Adele blushed; but for hours she sat enraptured at her father's side, sounding the praises of Monsieur De Barre.

CHAPTER V.

THE SOUTH-LAND.

What heroes from the woodland sprung
When, through the awakened land
The thrilling cry of freedom rung,
And to the work of warfare strung

The yeoman's iron hand!''

-BRYANT.

UNITED by common language and nationality, as well as common interests, the English colonies from an early existence were in sympathy with each other. This sympathy increased as did their interests, until to be an English-American was to insure friendship from Maine to the southern borders of South Carolinia. In the southern colonies the advance was noted, as well as at the north and east. They had their struggles, their cares and anxieties.

The Carolinias were not alone peopled by emigrants from Europe, for Massachusetts, Connecticut and even Virginia furnished their proportion.

Under the teachings and examples of the noble Archdale, both of the Carolinias began their career

of permanent prosperity. Although politically united, each acted independently of the other from the close of the seventeenth century; and both made a steady advance in population and wealth and in all the arts of refined society.

The settlers of North Carolinia turned their attention to the richer lands back from the sea; and hunters trapped the beaver and otter in the waters far in the interior along the streams and among the hills. Before the advance of civilization, the Indians had begun to fade like a romantic but terrible dream. The powerful Hatteras tribe, which, at the time of Lane's expedition, numbered about three thousand, in the year 1700 could muster but fifteen warriors, while another tribe on the Chowan had entirely disappeared. The remainder of the savages in that region had been defrauded of their lands and driven back into the deep forests, where they and their brethren perished, by the vices and diseases of the white man. No wonder the North American Indians saw, even thus early, that they were doomed to pass away before the powerful white race. Powhatan, the emperor of Virginia, had said:

"They only want a little land; they will do us no harm."* He did not understand the whites. He lived to know that he had made a grievous

* See “Pocahontas, a Story of Virginia," page 83.

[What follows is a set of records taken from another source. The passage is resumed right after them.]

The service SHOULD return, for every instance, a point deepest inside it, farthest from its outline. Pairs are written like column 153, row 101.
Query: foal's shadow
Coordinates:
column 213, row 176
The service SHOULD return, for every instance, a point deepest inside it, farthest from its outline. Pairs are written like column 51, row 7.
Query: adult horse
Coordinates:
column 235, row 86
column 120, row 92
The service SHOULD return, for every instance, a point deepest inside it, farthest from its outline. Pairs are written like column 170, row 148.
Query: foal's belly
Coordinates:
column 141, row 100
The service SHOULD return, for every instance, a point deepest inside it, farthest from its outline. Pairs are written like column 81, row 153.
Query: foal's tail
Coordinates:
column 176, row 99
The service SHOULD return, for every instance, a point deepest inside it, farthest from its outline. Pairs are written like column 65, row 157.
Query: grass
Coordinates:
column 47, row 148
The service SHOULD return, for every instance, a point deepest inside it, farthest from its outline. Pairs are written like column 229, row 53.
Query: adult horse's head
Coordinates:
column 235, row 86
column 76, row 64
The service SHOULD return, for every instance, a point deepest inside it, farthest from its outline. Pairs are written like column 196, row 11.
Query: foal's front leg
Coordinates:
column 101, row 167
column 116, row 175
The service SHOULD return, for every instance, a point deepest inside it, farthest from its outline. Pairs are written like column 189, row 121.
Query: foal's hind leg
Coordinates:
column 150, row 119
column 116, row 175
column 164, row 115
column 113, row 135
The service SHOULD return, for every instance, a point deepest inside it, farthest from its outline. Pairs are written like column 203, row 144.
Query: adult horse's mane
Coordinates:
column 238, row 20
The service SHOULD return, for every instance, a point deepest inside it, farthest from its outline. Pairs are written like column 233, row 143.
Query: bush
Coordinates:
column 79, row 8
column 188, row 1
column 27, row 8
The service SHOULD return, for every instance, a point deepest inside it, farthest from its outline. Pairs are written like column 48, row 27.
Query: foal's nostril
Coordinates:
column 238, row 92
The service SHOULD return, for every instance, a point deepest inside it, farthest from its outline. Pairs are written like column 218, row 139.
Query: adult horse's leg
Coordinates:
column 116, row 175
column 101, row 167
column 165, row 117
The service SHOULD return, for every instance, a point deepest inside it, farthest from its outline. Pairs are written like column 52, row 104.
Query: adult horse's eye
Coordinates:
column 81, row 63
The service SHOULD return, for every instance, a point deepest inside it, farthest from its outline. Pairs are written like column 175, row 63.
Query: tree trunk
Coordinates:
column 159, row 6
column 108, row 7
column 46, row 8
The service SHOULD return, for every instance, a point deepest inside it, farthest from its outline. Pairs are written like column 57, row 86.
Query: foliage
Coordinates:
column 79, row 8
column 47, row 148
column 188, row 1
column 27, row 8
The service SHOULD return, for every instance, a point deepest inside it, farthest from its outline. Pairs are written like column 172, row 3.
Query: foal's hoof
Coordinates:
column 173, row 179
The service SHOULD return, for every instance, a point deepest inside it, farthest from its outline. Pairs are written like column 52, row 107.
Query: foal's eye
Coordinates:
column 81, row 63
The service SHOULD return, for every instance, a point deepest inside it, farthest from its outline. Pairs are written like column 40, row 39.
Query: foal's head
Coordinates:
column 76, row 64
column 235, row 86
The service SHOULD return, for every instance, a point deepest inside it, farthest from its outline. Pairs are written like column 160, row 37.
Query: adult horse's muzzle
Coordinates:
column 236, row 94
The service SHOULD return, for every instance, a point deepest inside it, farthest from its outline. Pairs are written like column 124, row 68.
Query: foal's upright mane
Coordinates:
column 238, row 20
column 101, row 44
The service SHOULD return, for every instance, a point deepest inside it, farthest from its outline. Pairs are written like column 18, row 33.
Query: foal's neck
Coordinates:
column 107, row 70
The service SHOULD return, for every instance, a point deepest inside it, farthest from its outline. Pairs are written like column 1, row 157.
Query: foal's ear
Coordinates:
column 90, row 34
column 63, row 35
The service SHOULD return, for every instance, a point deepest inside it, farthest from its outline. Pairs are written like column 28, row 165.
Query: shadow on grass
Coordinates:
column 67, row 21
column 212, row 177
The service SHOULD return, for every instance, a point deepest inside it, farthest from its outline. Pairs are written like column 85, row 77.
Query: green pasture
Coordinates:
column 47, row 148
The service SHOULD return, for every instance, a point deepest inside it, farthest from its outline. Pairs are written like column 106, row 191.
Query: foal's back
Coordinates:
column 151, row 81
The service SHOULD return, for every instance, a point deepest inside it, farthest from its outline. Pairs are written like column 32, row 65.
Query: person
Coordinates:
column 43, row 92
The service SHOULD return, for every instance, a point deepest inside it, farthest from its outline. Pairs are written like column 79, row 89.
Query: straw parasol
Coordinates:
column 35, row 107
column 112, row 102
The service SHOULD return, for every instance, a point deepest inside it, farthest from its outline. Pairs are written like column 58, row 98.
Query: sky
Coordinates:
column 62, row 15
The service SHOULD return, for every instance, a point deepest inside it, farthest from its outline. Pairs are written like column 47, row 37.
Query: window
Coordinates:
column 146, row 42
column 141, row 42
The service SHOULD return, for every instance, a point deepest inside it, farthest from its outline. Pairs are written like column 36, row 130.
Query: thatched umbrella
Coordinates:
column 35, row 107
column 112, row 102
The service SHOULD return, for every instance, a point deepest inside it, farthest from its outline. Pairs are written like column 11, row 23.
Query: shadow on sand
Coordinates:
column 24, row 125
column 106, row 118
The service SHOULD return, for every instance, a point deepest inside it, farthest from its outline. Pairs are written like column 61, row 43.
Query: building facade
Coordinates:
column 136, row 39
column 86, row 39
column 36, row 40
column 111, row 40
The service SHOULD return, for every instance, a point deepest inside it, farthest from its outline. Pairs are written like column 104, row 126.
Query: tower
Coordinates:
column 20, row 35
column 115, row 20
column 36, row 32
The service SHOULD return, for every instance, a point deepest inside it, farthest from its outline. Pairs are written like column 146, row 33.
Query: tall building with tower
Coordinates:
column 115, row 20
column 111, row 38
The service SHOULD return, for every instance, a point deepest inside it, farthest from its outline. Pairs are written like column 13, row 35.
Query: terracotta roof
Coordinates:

mistake, for the Indians had fed an insect which in time had become a devouring dragon.

In 1704, the freedom of the North Carolinians -"every one of whom," it was said, "did what was right in his own eyes, paying tribute to neither God nor Cæsar"-was disturbed by an attempt to establish there the ecclesiastical dominion of the Church of England. The Carolinians at this time were almost utter strangers to any sort of public worship. They had among them Presbyterians, Independents, Lutherans and Quakers, men who drew their politics, their faith, and their law from the light of nature. According to the royalists, the majority" were Quakers, atheists, deists and other evil-disposed persons." It was among such people that the pious zeal or bigotry of the proprietaries selected Robert Daniel as deputy governor, a fit instrument to rule the colonies and establish the Church of England. The legislature chosen without reference to this end, after much opposition, acceded to the design, and further enacted that no one, who would not take the oath prescribed by law, should hold a place of trust in the colony. Thus did North Carolinia first gain experience of disfranchisement for opinion's sake, and first heard of glebes and a clergy, while churches were ordered erected at the public cost; but the people had too long drunk at the fountain

of freedom to yield. The laws could not be enforced. Six years afterward, "there was but one clergyman in the whole country." The Quakers, led by their faith, were foremost in their opposition. They were "not only the principal fomenters of the distractions in Carolinia; but the governor of the Old Dominion complained that they made it their business to instil like pernicious notions into the minds of his majesty's subjects in Virginia, and to justify the mad actions of the rabble by arguments destructive to all government."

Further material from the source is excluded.